Un changement d’attitude est observé depuis fin 2007. Sous les coups de boutoir de la crise des "subprimes," suivie par la crise financière, les pays occidentaux ont crié à l’aide. Les fonds souverains semblaient alors constituer "une bonne solution aux problèmes financiers des banques", souligne Ali Laidi, chroniqueur économique à FRANCE 24. Leur liquidité est disponible immédiatement et ils investissent à long terme.
Sarkozy méfiant, Merkel réservée
Les premiers fonds souverains ont été créés dans les années 50, lorsque des pays producteurs du pétrole se sont retrouvés avec un surplus de liquidités. Le Koweït, par exemple, a voulu investir de l’argent à l’étranger afin de créer de la richesse pour ses nouvelles générations. D’autres pays comme la Chine, par exemple, a pu constituer un fonds à l’étranger grâce aux excédents commerciaux.
En Europe, des chefs d’Etat avaient plusieurs fois manifesté leurs inquiétudes vis-à-vis de ces nouveaux investisseurs "publics". C’est le cas du président français Nicolas Sarkozy qui avait requis en janvier 2007 la méfiance vis-à-vis de ces fonds souverains. De son côté, la chancelière allemande Angela Merkel n’était pas moins réservée. En 2006, les autorités américaines avaient empêché le fonds de Dubaï de racheter les infrastructures de cinq ports américains, dont deux à New York.
D’où viennent donc ces inquiétudes ? Les fonds souverains sont entourés de flou et d’interrogations. Le manque de communication entourant leur gestion laisse suggérer que leur objectif n’est pas seulement commercial. L’économiste du Moyen-Orient auprès de Crédit agricole, Riyadh El-Hafdhi confirme que, principalement, leur mode de gestion "n’est pas transparent ". "Il y a la crainte que ces fonds contrôlent ou acquièrent des entreprises stratégiques", explique Samir Aïta, rédacteur en chef du "Monde Diplomatique".
"Les fonds souverains ont perdu de la valeur "

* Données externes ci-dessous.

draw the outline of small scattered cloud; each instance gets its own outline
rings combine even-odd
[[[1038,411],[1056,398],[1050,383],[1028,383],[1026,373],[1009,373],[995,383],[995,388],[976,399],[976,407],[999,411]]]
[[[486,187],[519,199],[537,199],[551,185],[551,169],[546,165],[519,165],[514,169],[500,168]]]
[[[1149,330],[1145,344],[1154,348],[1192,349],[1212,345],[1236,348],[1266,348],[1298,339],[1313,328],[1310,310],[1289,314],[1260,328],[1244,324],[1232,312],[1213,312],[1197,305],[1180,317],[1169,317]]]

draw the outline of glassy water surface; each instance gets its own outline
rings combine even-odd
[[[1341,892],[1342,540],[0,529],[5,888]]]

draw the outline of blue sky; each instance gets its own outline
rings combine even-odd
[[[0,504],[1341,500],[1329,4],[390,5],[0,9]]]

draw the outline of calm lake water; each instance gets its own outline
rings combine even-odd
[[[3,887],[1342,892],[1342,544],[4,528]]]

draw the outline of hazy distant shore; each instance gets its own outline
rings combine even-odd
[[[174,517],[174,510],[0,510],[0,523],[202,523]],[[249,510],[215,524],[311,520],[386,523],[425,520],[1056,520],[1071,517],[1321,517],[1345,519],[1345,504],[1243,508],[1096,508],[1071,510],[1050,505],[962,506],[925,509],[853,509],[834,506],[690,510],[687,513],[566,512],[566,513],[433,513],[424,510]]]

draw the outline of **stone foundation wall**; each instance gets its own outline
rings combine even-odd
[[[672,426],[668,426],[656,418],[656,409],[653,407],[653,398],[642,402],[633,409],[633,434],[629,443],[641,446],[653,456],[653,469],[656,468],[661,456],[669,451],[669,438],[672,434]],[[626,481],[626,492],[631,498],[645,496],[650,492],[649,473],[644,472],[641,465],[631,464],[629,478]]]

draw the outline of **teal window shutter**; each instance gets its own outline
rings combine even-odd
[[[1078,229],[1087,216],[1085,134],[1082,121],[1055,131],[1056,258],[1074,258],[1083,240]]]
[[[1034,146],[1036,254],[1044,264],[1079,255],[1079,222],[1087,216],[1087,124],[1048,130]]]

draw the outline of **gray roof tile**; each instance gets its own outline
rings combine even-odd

Mais la donne a changé depuis la crise financière. Si des pays comme la Chine, l’Arabie saoudite, Dubaï (Emirats Arabes Unis) ou le Qatar avaient répondu favorablement à l’appel mondial destiné à injecter de l’argent dans les banques au début de la crise, ils sont plus réticents actuellement. "Les fonds souverains ont perdu de la valeur et ils n’ont pas le droit d’intervenir dans la gestion des entreprises dans lesquelles ils ont investi", explique Ali Laidi. Selon lui, "c’est un vrai échec pour eux ". Riyadh El-Hafdhi renchérit : "Les fonds souverains regrettent certainement de ne pas pouvoir attendre un peu pour voir plus clair." Mais il rappelle qu’ils "ont été créés dans une optique de long terme".
"Ils sont toujours à la recherche d’entreprises à l’international mais avec un degré de prudence beaucoup plus élevé ", confirme l’économiste. C’est le cas d’Abu Dhabi Investment Authority, Adia, et Koweït Investment Authority, qui ont annoncé publiquement qu’ils continuaient à investir dans les entreprises.